O debate sobre quem votou na questão do COAF me parece inteiramente sensacionalista e pueril.
Não faz absolutamente nenhuma diferença, do ponto-de-vista político, qual a pasta controlará o COAF.
Moro e Guedes são igualmente canalhas. E quem mantém o controle de tudo ainda é Jair Bolsonaro e os militares, que mandam na “inteligência” do governo.
Isso sem falar, de maneira genérica, nos altos estamentos burocráticos, que foram essenciais para o golpe, e que estão encastelados tanto no Ministério da Justiça quanto na Economia, no TCU, nos MPs e nos tribunais superiores.
Aliás, o judiciário tem acesso ao COAF quando quiser, visto que cabe a ele quebrar o sigilo de qualquer operação bancária ou fiscal.
Se a COAF ficasse com Moro, haveria a vantagem de que poderíamos acusá-lo em caso de vazamento, o que o enfraqueceria.
Do ponto-de-vista da ordem econômica, porém, suponho que seja melhor ficar com Guedes, que me parece um pouco mais responsável.

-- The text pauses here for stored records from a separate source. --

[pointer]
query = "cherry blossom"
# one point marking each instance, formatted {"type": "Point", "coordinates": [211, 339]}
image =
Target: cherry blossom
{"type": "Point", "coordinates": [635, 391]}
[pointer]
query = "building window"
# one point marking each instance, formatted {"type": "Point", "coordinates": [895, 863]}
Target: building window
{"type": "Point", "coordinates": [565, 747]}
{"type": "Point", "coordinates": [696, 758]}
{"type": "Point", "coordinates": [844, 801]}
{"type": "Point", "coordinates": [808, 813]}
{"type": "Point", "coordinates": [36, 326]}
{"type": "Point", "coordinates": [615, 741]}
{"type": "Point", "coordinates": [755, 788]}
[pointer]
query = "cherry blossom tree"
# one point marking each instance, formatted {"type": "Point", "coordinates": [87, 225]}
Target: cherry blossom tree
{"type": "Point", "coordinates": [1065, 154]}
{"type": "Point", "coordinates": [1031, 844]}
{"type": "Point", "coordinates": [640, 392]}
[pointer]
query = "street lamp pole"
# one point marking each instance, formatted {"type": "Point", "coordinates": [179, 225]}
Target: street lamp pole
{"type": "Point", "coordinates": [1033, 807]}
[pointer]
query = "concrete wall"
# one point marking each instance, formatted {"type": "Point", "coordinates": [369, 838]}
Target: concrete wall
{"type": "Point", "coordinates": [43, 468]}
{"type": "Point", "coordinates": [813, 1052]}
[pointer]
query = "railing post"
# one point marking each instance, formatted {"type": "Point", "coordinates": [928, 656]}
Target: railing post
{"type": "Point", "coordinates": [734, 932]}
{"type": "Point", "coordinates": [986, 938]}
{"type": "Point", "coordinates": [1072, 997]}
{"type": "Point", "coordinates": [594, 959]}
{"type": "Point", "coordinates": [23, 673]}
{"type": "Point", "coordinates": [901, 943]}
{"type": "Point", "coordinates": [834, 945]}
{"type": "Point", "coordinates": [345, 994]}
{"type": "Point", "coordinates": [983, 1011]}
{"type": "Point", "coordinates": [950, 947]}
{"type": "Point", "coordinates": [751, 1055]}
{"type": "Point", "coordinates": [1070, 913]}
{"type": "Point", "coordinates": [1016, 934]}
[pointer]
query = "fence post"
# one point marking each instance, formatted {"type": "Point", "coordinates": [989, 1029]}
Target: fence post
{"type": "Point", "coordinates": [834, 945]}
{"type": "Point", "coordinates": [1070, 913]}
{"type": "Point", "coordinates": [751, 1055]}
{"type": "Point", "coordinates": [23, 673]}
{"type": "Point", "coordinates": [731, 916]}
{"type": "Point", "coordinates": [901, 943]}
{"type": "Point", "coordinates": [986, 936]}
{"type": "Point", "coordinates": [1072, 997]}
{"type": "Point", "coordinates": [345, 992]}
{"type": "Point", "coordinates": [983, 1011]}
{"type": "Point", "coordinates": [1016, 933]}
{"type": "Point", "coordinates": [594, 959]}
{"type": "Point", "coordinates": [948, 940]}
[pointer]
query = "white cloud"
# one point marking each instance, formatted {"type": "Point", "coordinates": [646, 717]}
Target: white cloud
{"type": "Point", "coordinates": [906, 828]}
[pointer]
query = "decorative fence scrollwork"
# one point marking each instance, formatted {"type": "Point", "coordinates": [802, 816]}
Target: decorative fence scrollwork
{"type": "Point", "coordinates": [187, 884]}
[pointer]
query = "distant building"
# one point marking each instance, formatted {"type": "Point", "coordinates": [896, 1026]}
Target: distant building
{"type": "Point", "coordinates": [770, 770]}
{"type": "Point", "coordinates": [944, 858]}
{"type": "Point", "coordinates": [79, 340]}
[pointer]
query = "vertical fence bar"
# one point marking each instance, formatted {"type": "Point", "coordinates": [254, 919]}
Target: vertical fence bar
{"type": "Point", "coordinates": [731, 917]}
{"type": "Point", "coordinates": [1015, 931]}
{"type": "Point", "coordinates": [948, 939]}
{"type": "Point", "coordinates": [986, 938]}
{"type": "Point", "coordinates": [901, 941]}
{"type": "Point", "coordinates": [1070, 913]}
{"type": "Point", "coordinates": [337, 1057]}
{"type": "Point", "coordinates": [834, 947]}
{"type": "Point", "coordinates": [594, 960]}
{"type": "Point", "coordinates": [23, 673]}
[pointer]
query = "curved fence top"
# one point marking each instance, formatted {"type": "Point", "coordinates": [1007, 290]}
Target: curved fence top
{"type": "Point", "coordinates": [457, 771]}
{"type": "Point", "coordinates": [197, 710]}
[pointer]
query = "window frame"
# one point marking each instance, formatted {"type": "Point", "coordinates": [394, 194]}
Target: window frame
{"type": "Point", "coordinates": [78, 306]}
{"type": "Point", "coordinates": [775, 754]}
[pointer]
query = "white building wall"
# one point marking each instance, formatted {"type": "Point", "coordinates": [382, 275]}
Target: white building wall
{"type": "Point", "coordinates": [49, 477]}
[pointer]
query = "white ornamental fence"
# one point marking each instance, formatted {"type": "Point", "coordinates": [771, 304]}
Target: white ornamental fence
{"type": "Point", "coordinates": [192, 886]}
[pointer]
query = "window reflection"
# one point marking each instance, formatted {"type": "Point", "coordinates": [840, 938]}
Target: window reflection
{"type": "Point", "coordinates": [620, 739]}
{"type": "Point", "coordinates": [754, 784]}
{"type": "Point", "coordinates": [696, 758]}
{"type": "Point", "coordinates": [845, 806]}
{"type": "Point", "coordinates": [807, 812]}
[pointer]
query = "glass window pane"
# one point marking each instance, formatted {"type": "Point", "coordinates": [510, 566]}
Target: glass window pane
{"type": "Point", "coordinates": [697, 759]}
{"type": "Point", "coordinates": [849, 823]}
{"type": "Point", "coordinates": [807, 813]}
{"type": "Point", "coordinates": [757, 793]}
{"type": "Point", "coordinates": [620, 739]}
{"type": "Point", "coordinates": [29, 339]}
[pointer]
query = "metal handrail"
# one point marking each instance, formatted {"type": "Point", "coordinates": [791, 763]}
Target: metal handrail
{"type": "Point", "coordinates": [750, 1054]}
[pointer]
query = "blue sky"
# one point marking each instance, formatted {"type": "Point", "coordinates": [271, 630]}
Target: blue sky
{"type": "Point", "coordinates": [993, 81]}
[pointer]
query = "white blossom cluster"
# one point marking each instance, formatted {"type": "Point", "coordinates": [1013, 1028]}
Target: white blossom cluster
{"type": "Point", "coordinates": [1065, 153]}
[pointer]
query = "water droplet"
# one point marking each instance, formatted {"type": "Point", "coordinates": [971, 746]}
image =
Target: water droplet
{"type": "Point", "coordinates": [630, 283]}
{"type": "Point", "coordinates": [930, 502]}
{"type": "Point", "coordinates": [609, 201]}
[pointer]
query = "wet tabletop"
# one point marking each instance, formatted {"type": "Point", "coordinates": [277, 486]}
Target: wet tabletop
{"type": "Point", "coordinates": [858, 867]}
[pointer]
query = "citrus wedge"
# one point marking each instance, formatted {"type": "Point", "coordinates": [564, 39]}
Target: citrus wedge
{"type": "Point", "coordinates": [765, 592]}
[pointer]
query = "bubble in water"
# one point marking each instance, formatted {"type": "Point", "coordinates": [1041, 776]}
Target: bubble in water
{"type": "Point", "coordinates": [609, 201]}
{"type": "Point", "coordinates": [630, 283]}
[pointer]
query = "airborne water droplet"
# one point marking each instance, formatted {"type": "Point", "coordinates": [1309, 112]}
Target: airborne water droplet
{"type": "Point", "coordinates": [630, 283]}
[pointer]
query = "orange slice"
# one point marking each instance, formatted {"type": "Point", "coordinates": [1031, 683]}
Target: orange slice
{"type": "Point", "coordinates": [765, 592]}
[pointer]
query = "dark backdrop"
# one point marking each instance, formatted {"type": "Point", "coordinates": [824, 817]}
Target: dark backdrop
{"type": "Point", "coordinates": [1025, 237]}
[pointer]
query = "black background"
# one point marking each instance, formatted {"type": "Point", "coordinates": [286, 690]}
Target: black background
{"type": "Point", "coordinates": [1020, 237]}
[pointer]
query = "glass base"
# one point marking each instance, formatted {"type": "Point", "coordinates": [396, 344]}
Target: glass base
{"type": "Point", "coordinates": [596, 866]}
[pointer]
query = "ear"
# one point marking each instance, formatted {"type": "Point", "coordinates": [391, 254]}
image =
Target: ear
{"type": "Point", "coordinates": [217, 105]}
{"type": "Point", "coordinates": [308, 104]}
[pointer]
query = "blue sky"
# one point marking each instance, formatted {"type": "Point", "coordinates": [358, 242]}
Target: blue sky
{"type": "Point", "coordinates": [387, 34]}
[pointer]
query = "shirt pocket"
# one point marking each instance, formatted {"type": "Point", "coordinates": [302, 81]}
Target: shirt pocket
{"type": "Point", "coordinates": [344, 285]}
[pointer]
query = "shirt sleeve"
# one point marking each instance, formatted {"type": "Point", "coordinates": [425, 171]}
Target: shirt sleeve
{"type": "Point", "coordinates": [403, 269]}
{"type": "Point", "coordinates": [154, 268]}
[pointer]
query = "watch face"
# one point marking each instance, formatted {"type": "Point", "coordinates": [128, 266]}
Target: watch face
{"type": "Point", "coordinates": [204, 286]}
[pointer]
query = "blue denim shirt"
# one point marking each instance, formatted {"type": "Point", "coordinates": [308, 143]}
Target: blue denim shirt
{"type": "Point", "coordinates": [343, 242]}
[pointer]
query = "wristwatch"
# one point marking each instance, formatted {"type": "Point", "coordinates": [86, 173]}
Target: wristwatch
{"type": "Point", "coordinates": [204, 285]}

Mas também não tenho nenhuma certeza disso…
Entretanto, criar guerrinha dentro da esquerda por causa de uma questão no fundo meramente burocrática, me parece equivocado e mesquinho.
PCdoB e PT votaram todos em favor da Coaf com Guedes. O PSOL deu duas abstenções.
No PDT, de um total de 28 deputados, 8 deputados, contra a orientação do partido, votaram a favor de que a Coaf ficasse sob responsabilidade do Ministério da Justiça.
O PSB deu mais da metade dos votos à COAF com a Justiça, 17 de um total de 30, contra a orientação do líder Molon.
O PCdoB e PT, com todo o respeito, votaram pensando em “Lula livre”, cujo vilão maior é justamente Moro.
Os outros partidos fizeram reflexões diferentes.
Isso não significa que a minoria dos parlamentares da esquerda que votaram em favor da COAF no ministério da Justiça sejam favoráveis, em nada, às pautas de Bolsonaro ou aos arbítrios da Lava Jato. Afinal, de um jeito ou de outro, repito, a COAF continua sob responsabilidade do mesmo patrão, o governo federal.
Tulio Gadelha, do PDT de Pernambuco, por exemplo, votou em favor de que a COAF permanecesse junto ao Ministério da Justiça, e Gadelha sempre se manifestou publicamente contra prisão de Lula (basta procurar no google Túlio Gadelha, Lula livre).
Por essas e outras é que sou contra esses discursos de “união da esquerda”, o que apenas gera esse tipo de tensionamento sub-estudantil. Ou seja, produz exatamente o oposto do que se propõe: falar em “união da esquerda” ajuda a desagregar a esquerda. Talvez porque seja algo como falar em “casamento” no primeiro encontro. Dá a impressão de forçar a barra, de carência, de pressão emocional.
A esquerda não tem que “se unir” coisa nenhuma. Unida, ela se radicaliza, assusta o centro e se isola. O certo é o contrário, é se diversificar, mostrando ao país que é plural e democrática, e que sua convergência é puramente programática, porque aí abrimos espaço para atrair o centro.
Para dialogar e se juntar à nós, basta concordar com o projeto, não é preciso se autointitular de “esquerda” ou vestir camisa vermelha.
O importante, o essencial, é termos um projeto! E aí sim valeria investir recursos, na forma de seminários, debates, livros, vídeos.
A esquerda tem, sim, que amadurecer, oferecendo um debate mais sofisticado, responsável, objetivo, e trabalhar duro para conquistar o centro político, a opinião pública e as classes minimamente instruídas (para que estas se engajem no projeto, e ajudem a levar a mensagem às grandes massas marginalizadas).
Nas grandes pautas, a esquerda já está unida; não é preciso selfie de Haddad, Ciro, Dino, Freixo juntinhos se abraçando para provar isso.
Uma unidade real, orgânica, consequente, não se forja em encontros de gabinete, ou jogadas de marketing, mas unicamente nas ruas e na luta política, e ela se constrói aos poucos, com paciência, honestidade, franqueza, com a liberdade de nos criticarmos uns aos outros.